Issue #793 (December 2017) is out today, available via the usual stockists and our online store.
For the cover-story, Annabel Ross speaks to punky-pop star Pink about new album Beautiful Trauma, her huge success in Australia and why, 16 years since her transforming second album, she remains misunderstood.
"Someone said on my Twitter last night, 'Oh, you must be a PR nightmare.' I'm not doing this to sell records, I'm doing this because this is who I am and this is what I believe in and it's not lucrative, and sure, a few less people will buy my records. Fuck you!"
Her laugh sounds like whiskey and cigarettes, and it comes, like her expletives, freely and frequently. Fire in the belly has served Moore well over the years, but she rues her short fuse on occasion, pointing to Ellen DeGeneres as a model of someone who is forthright, but expresses her opinions with humour and kindness. "One regret about being the fighter person I am, sometimes I do wish I could just not fight and lead with kindness, and that is my work and that's what I'm working on."

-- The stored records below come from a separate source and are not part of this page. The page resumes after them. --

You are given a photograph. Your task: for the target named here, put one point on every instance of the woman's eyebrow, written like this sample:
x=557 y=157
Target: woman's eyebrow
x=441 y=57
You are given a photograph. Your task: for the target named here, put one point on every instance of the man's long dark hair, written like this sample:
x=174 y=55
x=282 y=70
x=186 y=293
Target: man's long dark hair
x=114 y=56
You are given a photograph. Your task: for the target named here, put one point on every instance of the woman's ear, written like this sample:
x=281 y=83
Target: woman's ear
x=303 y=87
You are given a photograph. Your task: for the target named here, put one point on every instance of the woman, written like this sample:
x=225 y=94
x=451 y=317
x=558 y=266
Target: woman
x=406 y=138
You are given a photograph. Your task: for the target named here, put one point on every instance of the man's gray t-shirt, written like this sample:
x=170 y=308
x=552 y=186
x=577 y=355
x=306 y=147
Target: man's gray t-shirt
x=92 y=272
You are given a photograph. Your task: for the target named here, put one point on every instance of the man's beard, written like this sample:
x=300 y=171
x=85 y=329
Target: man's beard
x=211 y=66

The issue also features a special Women of the Future section, featuring prominent Australian musicians (such as Montaigne, Meg Mac and KLP) talking about the formative female influences, as well as profiles of emerging female artists, podcasters, politicians, activists and more.

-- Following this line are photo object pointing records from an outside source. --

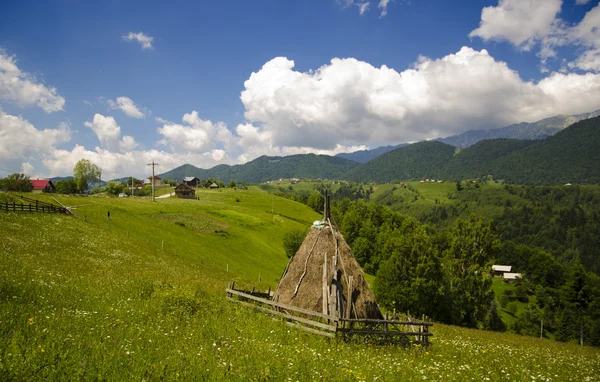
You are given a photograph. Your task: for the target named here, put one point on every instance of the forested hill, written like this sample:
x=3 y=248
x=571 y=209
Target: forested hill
x=268 y=168
x=572 y=155
x=524 y=131
x=364 y=156
x=419 y=160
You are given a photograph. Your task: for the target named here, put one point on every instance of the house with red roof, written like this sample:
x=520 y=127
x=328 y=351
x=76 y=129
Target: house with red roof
x=44 y=185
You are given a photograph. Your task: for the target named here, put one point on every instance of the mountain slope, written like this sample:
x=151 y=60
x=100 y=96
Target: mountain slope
x=478 y=160
x=535 y=130
x=268 y=168
x=364 y=156
x=419 y=160
x=572 y=155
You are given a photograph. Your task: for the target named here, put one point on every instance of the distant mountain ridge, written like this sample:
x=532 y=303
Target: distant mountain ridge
x=267 y=168
x=364 y=156
x=524 y=131
x=571 y=155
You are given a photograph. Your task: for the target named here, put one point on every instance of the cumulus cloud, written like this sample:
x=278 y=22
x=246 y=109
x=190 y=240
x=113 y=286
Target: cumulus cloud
x=350 y=102
x=362 y=6
x=197 y=135
x=19 y=139
x=587 y=34
x=383 y=6
x=127 y=106
x=144 y=40
x=120 y=164
x=27 y=168
x=23 y=89
x=522 y=22
x=109 y=134
x=21 y=143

Back on street level, 360 — aka Matt Colwell — draws coffee from a gleaming chrome appliance in an incredibly clean kitchen that looks, like everything from glass stairwell to manicured back courtyard, as good as new. Just like its owner.
"I'm a different person," 360 assured his fans in a video rap earlier this year. "I'm not just saying that," he added, with fair reason: "I'm Sorry" was the confession of an addict who'd cried clean before. By the time of his gold-selling third album, Utopia, the caged party animal was common knowledge but the prescription opiate fiend remained a dirty secret.

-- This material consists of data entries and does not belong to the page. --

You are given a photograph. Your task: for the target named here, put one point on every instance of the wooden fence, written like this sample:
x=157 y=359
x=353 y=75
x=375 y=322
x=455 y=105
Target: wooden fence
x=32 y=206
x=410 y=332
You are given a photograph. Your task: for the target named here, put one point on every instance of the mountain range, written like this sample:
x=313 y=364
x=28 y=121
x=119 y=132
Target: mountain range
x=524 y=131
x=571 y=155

Further afield, Laura Rena Murray spends time on the streets of New York with a group of homeless transgender teenagers, as they navigate a dangerous world of sex work, drugs and transphobia.
Laura Rena Murray:
Tonight, none of the guys on Grindr look good — "Too many butch queens and transvestites," Quinn says — so they decide to relocate downtown. At 42nd Street, a man smoking a K2 blunt shares the rest with them. Synthetic marijuana is now mostly illegal, but the previous summer, the girls say, K2 was plentiful. Lexington Avenue used to be known as K Alley. "It's the drug of the future," Quinn says. "You can be walking down the street and it transports you to a different plane."
Happily buzzed, they continue to the nearest pharmacy, where they split up, wandering through the aisles. Quinn steals eye shadow and lip pencils, Scarlet an expensive bottle of contact-lens solution and a gemstone clip that she slips through her topknot. They return the loot at another location for a gift card worth $58 and head to Penn Station. At a water fountain near the police stand, Scarlet recognises a man stumbling toward them. "You got anything to smoke?" Scarlet asks.
Closer to home, we profile Grace Knight, frontwoman for influential Eighties synth-pop band the Eurogliders for our Living Legend interview series, plus speak to Jet's Nic Cester about his new solo LP and look back at INXS' Kick, 30 years on. Alongside which, there's interviews with post-hardcore veterans Quicksand, pop star Sam Smith, the always-quotable Liam Gallagher, Julien Baker, Marilyn Manson and Tegan Quin from Tegan & Sara.
Petty "had a great bullshit detector — he didn’t suffer fools, just like my dad," says Dhani Harrison - the son of Petty's close friend George Harrison. While Petty and George Harrison "were kind of stone-y, mellow dudes, they had that toughness. They'd kick your ass. But they loved the same stuff — ukuleles, motor racing. They would go to the Formula One races together."
George "really felt at ease with Tom", Dhani says, "because it was like having another you next to you. There were more eyes watching out for you."